Political stability is a hallmark of Aldersbach, reflected in the fact that between 1946 and 2014 the town had only three mayors: From 1946 to 1966 Alfons Duschl held office, followed by Josef Kiermeier until 1990. From 1990 to 2014 Franz Schwarz was mayor. In the local elections of March 16, 2014, Harald Mayrhofer was elected for a 6-year term.

== Monuments ==
- Pfarrkirche St. Michael in Walchsing

== Economy and infrastructure ==

=== The business community including agriculture and forestry ===
In 1998 there were 44 employees subject to social security contributions in the agriculture and forestry sector, 891 in manufacturing and 104 in the trade and transportation sector in Aldersbach as a place of business. 113 persons subject to social security contributions were employed in other fields of business. 1,243 persons subject to social security contributions were registered as residing in Aldersbach. There were five companies in manufacturing, including mining and quarrying, and six in the construction sector. Furthermore, in 1999 there were 115 farms with 3,194 hectares of agricultural land.
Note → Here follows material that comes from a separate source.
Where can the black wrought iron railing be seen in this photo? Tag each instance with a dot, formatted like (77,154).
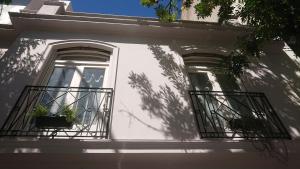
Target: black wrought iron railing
(236,115)
(45,111)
Of these, 2,823 ha were arable land and 351 ha permanent pasture.
The largest employer in Aldersbach is the Knorr-Bremse SfN GmbH production plant with almost 1,000 employees. Another large employer is Aldersbach brewery.

=== Education ===
Aldersbach has the following educational institutions:
- Two child daycare centers: St. Maria, St. Wolfgang
- Wolfgang-Marius primary school with around 15 teachers and 244 pupils

== Famous sons and daughters of Aldersbach ==
- Heinrich von Aretin (1875–1943), landowner and member of the Reichstag (parliament)
- Franz Xaver Eggersdorfer (1879–1958), Catholic theologian and pedagogue
- Fred Arbinger (* 1957), soccer player and coach

== Literature ==
- Lübbers, Bernhard, Art. Aldersbach, in: Hans-Michael Körner/ Alois Schmid (Hrsg.): Handbuch der historischen Stätten, Bayern I: Altbayern und Schwaben (Kröners Taschenausgabe 324) Stuttgart 2006, S. 10–11.